Explore the beauty of Blackrock.
See the sights on a coastal walk Blackrock to Booterstown DART station with the sea on one side and Blackrock Park on the other.
Blackrock Park boasts green areas and trees, a well-equipped children’s playground, cycle paths and a pond with swans and the Peace Fountain. The story of the park is an unusual one.
With the construction of the railway close to the shoreline, the space between the shore and the railway created an area that flooded with sea water at high tide.
A smelly salty marsh became a cause of local discomfort for years until it was decided to fill the area in and create a park in the early 1870s.
The Williamstown Martello Tower, now located in Blackrock Park, was built between 1804 and 1806, before the park was established. When the tower was built, it was surrounded by sea water at high tide as it was built in the inter-tidal beach area.
It wasn’t until the filling in of the area to form the Blackrock Park that the tower found itself on dry land.

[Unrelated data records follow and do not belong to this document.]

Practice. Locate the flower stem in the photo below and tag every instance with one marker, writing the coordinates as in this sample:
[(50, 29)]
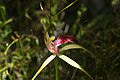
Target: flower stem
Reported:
[(56, 68)]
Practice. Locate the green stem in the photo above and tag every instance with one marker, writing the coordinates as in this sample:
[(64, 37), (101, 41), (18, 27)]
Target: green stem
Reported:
[(56, 68)]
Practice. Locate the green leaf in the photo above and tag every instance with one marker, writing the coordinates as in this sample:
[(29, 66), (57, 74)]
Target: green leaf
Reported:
[(72, 63), (46, 62), (74, 46)]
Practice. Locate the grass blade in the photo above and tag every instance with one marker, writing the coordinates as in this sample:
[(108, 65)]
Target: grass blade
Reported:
[(73, 63), (46, 62), (74, 46)]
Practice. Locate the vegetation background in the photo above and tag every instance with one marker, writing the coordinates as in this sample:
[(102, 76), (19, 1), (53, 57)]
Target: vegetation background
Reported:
[(96, 24)]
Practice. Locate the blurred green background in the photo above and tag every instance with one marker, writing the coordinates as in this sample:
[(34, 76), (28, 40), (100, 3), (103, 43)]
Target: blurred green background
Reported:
[(95, 23)]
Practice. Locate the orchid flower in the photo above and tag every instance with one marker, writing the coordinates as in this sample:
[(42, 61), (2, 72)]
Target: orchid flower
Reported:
[(52, 45)]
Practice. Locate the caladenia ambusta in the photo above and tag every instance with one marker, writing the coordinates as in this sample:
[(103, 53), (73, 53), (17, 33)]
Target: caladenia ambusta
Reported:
[(53, 44)]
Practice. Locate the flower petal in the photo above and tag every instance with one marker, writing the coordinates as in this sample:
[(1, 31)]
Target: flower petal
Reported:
[(64, 39)]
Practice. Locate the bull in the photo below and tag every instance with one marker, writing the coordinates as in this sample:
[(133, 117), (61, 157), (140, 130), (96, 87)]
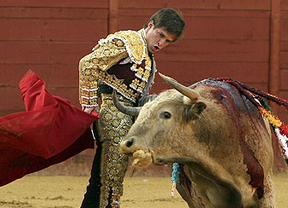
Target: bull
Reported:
[(219, 138)]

The part of the tower visible today is actually the first floor (the ground floor is now buried).
Go a little further on past Blackrock Park to Booterstown Nature Reserve, a saltwater marsh, where you are likely to see a variety of flora and wild bird species such as snipe, redshank, mallard, moorhen and sedge warbler.

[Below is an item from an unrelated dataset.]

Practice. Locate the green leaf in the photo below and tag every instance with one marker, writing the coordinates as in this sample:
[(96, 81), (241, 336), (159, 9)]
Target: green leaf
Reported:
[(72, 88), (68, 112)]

The 4 hectare area is sandwiched between the main road and DART line. It is a very important educational resource for biology students and the teaching of ecology.
Back in town see Blackrock’s Market Cross on Main Street. The cross dates from the eighth or ninth century. It is believed to have been a burial slab, as evidenced by the circle and band adorned on it, and to have belonged to the Celtic foundation of St. Mochanna in Monkstown.
The present day cross is smaller as parts have been removed from it. It was moved to Blackrock in 1678 by Walter Cheevers and was shifted to several different locations in the area before it was finally moved to the Main Street.